I started writing in COBOL in 1976. I wrote a lot of code and even started teaching COBOL in the local community college. The language is pretty simple, although wordy. I think that COBOL code would be pretty obvious to a coder today. They might not be able to code in it, but they should be able to follow the flow. The advantage of COBOL was that it was closer to machine code. A statement in COBOL translates to one or a few instructions of machine language. COBOL was a sort of assembly language. This made it run fast and efficiently on the big iron IBM mainframes. Remember that a machine with a meg or less memory had to run hundreds of terminals serving users at the same time at a clock speed measured in in a few millions of CPS.
My last job before I retired was translating COBOL to Java. The COBOL code always ran faster than the Java classes that replaced them.
My first job out of school was programming in COBOL. Never learned it in school. I knew C, Scheme, Pascal, BASIC, a little FORTRAN, and maybe a couple of others. COBOL was easy to pick up. Never did really get JCL.
The time sharing wasn't that great. Yes the there were hundreds of users but they could wait many seconds, even minutes for transactions to run. There was a little clock icon on the status line of the terminal, and I easily spent an hour or more per day just watching that clock, waiting on my terminal to update. Luckily the there was no www then, or I would have been surfing during that time and even less productive.

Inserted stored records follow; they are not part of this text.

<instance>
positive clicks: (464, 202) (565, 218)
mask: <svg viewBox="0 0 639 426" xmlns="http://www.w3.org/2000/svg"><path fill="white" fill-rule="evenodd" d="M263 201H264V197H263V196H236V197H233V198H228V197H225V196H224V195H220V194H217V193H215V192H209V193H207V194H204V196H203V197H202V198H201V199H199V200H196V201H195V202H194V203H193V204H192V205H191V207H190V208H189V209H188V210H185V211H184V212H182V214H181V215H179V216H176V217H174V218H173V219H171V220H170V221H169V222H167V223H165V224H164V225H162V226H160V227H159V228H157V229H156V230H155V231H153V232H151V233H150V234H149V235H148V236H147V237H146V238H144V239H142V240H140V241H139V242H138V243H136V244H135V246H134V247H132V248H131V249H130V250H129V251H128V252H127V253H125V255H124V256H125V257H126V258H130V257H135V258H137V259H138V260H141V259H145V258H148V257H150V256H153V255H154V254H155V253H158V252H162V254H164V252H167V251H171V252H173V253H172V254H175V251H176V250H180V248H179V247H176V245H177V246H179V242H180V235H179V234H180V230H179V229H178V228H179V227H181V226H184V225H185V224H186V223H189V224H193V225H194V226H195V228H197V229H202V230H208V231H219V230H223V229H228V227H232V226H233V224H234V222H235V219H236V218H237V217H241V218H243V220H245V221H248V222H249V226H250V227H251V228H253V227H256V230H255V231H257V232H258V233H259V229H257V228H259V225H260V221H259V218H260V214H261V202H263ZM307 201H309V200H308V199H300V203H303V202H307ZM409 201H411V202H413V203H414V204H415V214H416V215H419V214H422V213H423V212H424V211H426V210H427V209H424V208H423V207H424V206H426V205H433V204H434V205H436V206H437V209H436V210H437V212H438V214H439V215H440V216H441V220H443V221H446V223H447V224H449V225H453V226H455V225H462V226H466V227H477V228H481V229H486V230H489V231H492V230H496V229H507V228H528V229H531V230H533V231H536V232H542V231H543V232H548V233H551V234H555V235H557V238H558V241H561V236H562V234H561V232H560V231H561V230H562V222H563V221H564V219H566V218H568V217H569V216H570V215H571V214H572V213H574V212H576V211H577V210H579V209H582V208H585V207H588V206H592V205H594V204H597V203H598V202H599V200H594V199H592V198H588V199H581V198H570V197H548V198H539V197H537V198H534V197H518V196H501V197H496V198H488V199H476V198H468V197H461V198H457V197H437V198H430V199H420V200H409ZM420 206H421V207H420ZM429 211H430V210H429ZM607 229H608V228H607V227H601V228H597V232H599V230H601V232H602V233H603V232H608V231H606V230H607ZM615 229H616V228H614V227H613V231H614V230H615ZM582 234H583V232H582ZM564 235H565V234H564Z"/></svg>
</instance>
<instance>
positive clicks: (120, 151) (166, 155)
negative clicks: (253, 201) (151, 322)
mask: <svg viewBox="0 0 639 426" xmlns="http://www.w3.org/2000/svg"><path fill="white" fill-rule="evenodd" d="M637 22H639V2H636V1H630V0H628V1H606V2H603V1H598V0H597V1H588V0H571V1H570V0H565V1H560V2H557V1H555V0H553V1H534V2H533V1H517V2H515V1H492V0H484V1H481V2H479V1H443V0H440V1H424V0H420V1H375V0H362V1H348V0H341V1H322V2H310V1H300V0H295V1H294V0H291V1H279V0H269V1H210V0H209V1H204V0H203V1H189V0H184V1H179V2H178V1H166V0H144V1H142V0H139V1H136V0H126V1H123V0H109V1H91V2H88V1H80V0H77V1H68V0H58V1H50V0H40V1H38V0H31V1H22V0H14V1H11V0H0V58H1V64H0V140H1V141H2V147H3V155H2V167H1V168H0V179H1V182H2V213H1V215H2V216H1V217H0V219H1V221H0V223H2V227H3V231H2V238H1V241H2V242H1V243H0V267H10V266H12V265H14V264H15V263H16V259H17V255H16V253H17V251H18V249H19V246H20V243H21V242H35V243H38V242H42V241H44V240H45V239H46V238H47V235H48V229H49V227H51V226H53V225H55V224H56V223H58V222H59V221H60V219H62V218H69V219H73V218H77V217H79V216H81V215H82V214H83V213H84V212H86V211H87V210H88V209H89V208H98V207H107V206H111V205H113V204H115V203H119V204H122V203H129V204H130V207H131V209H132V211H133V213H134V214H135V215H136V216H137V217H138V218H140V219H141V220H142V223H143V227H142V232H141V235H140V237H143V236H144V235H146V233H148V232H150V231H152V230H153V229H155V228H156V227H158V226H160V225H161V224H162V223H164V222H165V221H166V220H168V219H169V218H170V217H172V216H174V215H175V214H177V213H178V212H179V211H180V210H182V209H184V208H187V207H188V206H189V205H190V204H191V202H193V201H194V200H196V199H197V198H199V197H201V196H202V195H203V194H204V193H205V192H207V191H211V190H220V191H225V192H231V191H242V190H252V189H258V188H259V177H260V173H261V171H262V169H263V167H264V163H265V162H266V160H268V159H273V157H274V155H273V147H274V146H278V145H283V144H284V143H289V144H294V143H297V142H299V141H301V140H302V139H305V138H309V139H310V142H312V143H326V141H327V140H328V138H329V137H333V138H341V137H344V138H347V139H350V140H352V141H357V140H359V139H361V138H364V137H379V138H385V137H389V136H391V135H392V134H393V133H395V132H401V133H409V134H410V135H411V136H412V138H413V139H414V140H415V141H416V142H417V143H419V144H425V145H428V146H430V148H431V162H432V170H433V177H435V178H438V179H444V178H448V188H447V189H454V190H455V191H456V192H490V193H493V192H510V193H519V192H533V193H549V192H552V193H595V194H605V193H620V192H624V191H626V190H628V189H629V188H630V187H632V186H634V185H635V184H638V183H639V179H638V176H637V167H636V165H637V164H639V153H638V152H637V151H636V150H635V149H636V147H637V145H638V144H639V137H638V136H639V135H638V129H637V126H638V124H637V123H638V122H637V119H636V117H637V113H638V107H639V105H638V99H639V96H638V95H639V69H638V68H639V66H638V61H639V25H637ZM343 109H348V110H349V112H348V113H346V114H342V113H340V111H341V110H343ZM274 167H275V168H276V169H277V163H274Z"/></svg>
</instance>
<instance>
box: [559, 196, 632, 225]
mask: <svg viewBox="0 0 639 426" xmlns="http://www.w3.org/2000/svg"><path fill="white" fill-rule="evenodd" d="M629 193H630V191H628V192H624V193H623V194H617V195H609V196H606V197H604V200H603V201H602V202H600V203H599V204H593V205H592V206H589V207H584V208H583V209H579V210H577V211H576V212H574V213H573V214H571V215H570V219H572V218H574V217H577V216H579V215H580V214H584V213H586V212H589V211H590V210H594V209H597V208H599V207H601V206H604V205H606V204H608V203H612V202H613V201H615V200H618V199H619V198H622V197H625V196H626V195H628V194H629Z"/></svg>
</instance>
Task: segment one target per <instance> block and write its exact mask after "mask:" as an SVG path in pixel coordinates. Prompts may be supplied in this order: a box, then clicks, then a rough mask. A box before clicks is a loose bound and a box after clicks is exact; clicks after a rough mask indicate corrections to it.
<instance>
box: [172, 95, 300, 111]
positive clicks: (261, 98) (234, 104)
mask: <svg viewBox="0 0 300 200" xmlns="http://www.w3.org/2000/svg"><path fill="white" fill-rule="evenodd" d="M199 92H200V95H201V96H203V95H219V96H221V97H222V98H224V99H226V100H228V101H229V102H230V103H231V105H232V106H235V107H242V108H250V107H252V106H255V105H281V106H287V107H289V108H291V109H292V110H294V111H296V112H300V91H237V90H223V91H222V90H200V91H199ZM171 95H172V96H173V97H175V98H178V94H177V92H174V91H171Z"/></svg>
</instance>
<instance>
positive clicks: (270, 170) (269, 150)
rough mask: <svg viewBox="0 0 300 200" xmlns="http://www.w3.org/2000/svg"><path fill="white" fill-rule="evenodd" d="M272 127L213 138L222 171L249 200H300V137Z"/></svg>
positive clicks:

> Remember that a machine with a meg or less memory had to run hundreds of terminals
(Puts Monty Python voice on)....Piffle!...when I were a lad we looked after a bunch of Data General Nova 4's and Eclipse S/130's with 32k of memory and with 32-64 dasher terminals hanging off them running DG's Interactive Cobol (on top of RDOS)....and running a full-on accounting system. 1MB of memory would have been absolute luxury.
I learned COBOL, Fortran and RPG II in school but only professionally did anything in RPG II. COBOL readability beat the heck out of trying to read RPG!